Dell Inspiron 3531

From ArchWiki
Jump to navigation Jump to search
The printable version is no longer supported and may have rendering errors. Please update your browser bookmarks and please use the default browser print function instead.

Tango-edit-clear.pngThis article or section does not follow the Laptop page guidelines.Tango-edit-clear.png

Reason: Misses a proper hardware and function key table (Discuss in Talk:Dell Inspiron 3531)

Installation

The only installation method possible on this computer is from a USB key. Create one following this page.

In the following the MBR booting mode is assumed (UEFI boot mode was not tested).

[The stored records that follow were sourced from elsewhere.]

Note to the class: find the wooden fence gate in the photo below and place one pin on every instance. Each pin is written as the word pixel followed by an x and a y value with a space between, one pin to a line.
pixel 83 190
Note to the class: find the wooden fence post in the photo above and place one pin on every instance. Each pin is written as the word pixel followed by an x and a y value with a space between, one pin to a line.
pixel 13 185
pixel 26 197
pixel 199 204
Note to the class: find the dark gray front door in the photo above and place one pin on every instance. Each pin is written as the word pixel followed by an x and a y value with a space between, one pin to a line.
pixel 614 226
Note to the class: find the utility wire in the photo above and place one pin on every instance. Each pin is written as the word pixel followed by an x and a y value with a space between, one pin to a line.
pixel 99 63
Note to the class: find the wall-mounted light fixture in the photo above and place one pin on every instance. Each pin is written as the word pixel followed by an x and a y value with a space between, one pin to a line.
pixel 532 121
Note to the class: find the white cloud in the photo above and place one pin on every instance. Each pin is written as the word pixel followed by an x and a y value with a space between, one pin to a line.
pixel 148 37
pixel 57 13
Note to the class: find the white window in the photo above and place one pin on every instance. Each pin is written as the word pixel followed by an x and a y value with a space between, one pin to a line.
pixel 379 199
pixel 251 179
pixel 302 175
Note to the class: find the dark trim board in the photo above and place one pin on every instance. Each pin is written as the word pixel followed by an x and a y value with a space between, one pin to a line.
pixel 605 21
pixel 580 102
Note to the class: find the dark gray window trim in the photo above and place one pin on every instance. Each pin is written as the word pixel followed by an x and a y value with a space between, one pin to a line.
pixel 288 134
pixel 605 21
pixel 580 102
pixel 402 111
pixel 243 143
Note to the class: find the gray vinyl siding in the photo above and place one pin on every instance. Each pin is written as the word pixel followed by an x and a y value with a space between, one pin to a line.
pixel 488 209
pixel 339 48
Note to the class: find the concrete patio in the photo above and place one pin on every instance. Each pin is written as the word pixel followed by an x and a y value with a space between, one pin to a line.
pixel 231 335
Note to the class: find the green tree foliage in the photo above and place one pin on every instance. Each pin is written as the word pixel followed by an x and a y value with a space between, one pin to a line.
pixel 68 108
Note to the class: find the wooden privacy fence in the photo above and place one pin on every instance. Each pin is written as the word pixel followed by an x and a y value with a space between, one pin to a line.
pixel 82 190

To turn on the Legacy BIOS boot mode (aka MBR) in the BIOS menu, press F2 at startup. Set secure boot to off and set boot list order to legacy. Also change function keys from the multimedia mode.

Video

After the GRUB menu a first couple of lines are garbage. To remedy add to /etc/mkinitcpio.conf the line

/etc/mkinitcpio.conf
...
MODULES="i915"
...

and run

# mkinitcpio -p linux

Audio

Built-in microphone does not work out of the box. To enable, create a file /etc/modeprobe.d/modeprobe.conf with a line

/etc/modeprobe.d/modeprobe.conf
options snd-hda-intel model=laptop

and unmute microphones in alsamixer (press M on devices with an MM annotation).

Backlight (and XFCE)

For those with sensitive eyes the default handling of backlight in XFCE can be troublesome. The range of the intel_backlight on this laptop is 7812 steps, however xfce4-power-manager uses only hardcoded 10 steps what might be too coarse. Adding

acpi_backlight=vendor 

to the kernel parameters creates /sys/class/backlight/dell_backlight/ with max_brightness=15, and power-manager now steps with 20% of it (3 points), which may also be suboptimal.

The usual workaround to assign commands xbacklight +5 and xbacklight -5 to the function keys Fn+F5/F4 (using Settings->Keyboard) to finer-grained control does not solve the problem, because the power manager intercepts keystrokes. Disabling the brightness keys in the power manager AND enabling the above keyboard shortcuts somehow works (decreasing brightness and increasing it again does not always give you the same number). Test it to see if you are fine with such a behavior.

Finest grained control of the backlight can be achieved with the direct setting

# echo 100 | tee /sys/class/backlight/intel_backlight/brightness

(change 100 to your number of choice). To complicate things even more, this value is not saved after reboot if it is less than 390, because systemd is hardcoded to have at least 5% of max_brightness at start-up. If your favorite brightness is below 390, the only way is to run this number on every boot.